March 4, 2019 | Angela Chapman
Get Out Your Pruning Shears
The weather doesn’t know if it wants to storm, freeze, heat up or do all of it at the same time right now.
That can only mean one thing… it’s springtime here in Texas!
But, before we can really start to appreciate the wonders of a Texas spring, us grape growers are pruning our vines. During pruning we will cut off 70 to 90 percent of the previous year’s growth, basically taking the vine back to just a trunk and 2 cordons (making it look like a gnarly capital letter T).
This may sound extreme, and indeed it looks extreme, but it is entirely necessary for good fruit production. The biggest reason for this drastic pruning is that grapevines only produce fruit on what it known as ‘one-year old wood.’ As it sounds, this is wood on the vine that is only a year-old. Wood older than that only produces shoots and leaves. We want to maximize the amount of fruit producing shoots while minimizing shoots that will only make leaves.
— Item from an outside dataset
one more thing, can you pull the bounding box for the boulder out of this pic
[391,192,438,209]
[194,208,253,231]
But, it’s still not that easy. You can’t go out into your vineyard and start cutting all willy-nilly. We have to look at each vine as an individual and decide which buds will be the best to keep and cut the rest off. Yep, we aren’t even going to keep all the buds on the one-year old wood, only the strongest with the best chance of producing quality fruit. For the most part, the vine only has the energy to produce so much, so we want it to spend its energy growing the best. After all, exceptional wine starts off as exceptional grapes, and to get those we must be picky pruners.